Your point about a “post 9/11 fear industry” may be correct. There are a handful of opportunistic people and businesses trying to capitalize on that fear, such as the first company I mentioned in my post. The language along with the photo has the sole purpose of creating anxiety which, it is hoped, will translate to online purchases. *That* I find disturbing.

I hope other readers will weigh in with their thoughts as well.

Hi Andrea, thanks for your comment. I would like to make absolutely clear I was not being judgmental. As a matter of fact, I think it's great there are people, like yourself, trying to make sense of things. After all, I can imagine lots of people (including myself) don't really know what to think/belive/do or not do anymore. I was only trying to look for other people's opinions on the matter. So in that respect: I share your hope of other readers weighing in with their thoughts.

This is an interesting one. Sitting, as I do, between continental Europe to which we are officially tied and the United States to which we sycophantically cosy up to (and by we I mean Tony Blair's Government speaking 'on our behalf'), I feel like I'm in a strange middle ground.

The Brits on the whole have adopted a typically lazy attitude to the situation. Despite frequent news reports and the Daily Mail's usual attempts at scaremongering masquerading as journalism, the Brits seem to be optimistic to the point of indifference; a cross between the European laissez faire and the British sense of indestructability.

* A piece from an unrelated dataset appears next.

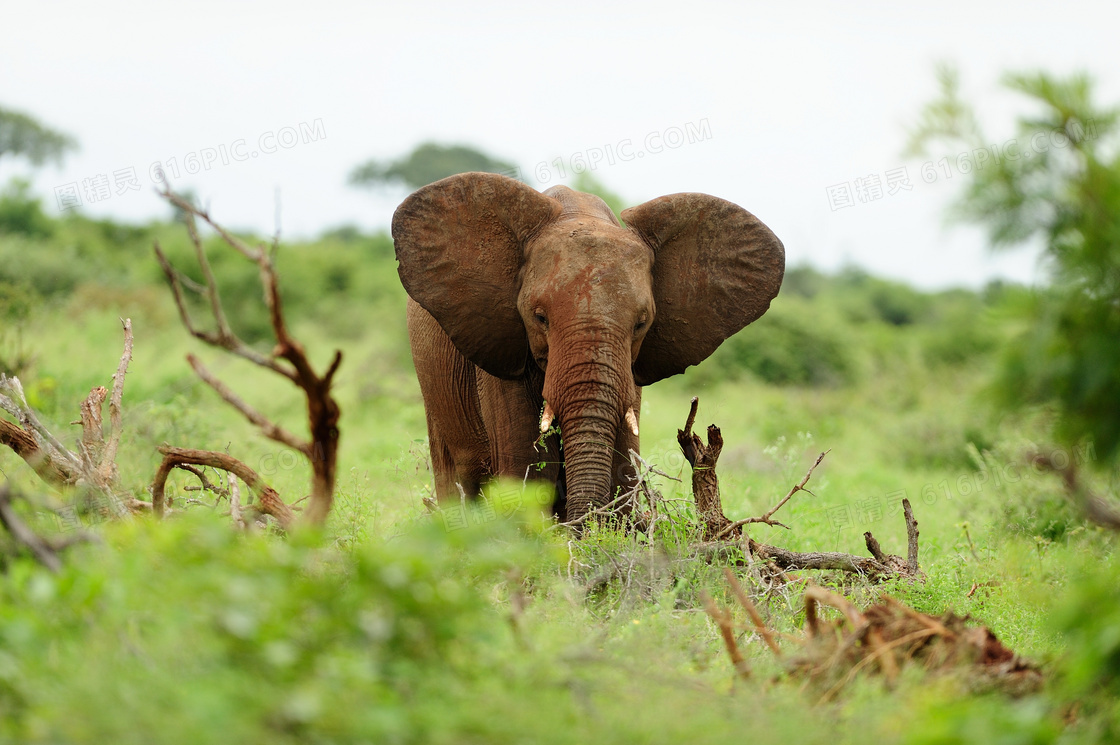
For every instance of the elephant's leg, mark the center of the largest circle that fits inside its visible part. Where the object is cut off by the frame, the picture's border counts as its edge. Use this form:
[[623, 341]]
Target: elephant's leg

The two biggest reactions seems to have been over doctors allegedly stockpiling Tamiflu despite reports of national shortages. Perhaps after 'mad cow disease' and the foot and mouth crisis, we think we're old hands at reacting to animal bourne epidemics?

apologies for the poor grammar at the end of the last post - not quite awake yet obviously

No problem - thanks for the input, regarding insight in 'la condition anglaise' as well as vocabulary-wise (sycophantical - had to look that one up ;-).

Hmmm, all of the shelter-in-place comments at Andrea's site were started by Ike, and Ike is a PR guy for the Red Cross. So, the preparedness thing is big with the American Red Cross right now. I know, I am also a PR volunteer for them.

At any rate, most of us haven't done anything extraordinary to prepare, I admit that I haven't and I was 2 miles away from the Pentagon on 9/11, so I have some perspective. Still, I think that a lot of people like to play on fears for profit. As my husband has told me, the advertising here woudln't be tolerated in Europe.

Hello Serge -- pleasure to make your virtual acquaintance, if such is possible.

I do work for the American Red Cross, and believe me, many people with more expertise than I are still trying to wrap their heads around this Avian Flu thing. No one knows specifically what we'll face, and as an organization, we're getting ready for a host of scenarios depending upon which roles we'll be expected to fulfill.

The most important now is fostering a sense of control, and diminishing the panic mode. The biggest disruption for the uninfected will be the quarantine at home, and those inconveniences can be easily overcome through decent planning and stocking of readily available items. Since most of those items ought to be part of a family preparedness kit anyway, we're not talking about a giant stretch here.

Fear has always been a big selling motivator, and it's not just peculiar to the U.S. Remember "Skylab Repellent?" What we Yanks *do* have is a robust economy, and a higher percentage of people with the required disposable income to purchase "speculative" technologies -- the "just in case" and "better safe than sorry" machines like generators. Those with a lower standard of living are less likely to make peace of mind a buying priority.

Excellent conversation!

Just out of interest Ike, who were you referring to as 'those with a lower standard of living?'

Ike,

I think peace of mind is everyone's buying priority...

If you ask me, the question here is how quickly people lose theirs...

Sam, I am merely referring to those who have less disposable income.

Peace of mind is an important guide for purchasing, but hunger, shelter, and clothing have a more tangible impact. Think Maslow.

The comments to this entry are closed.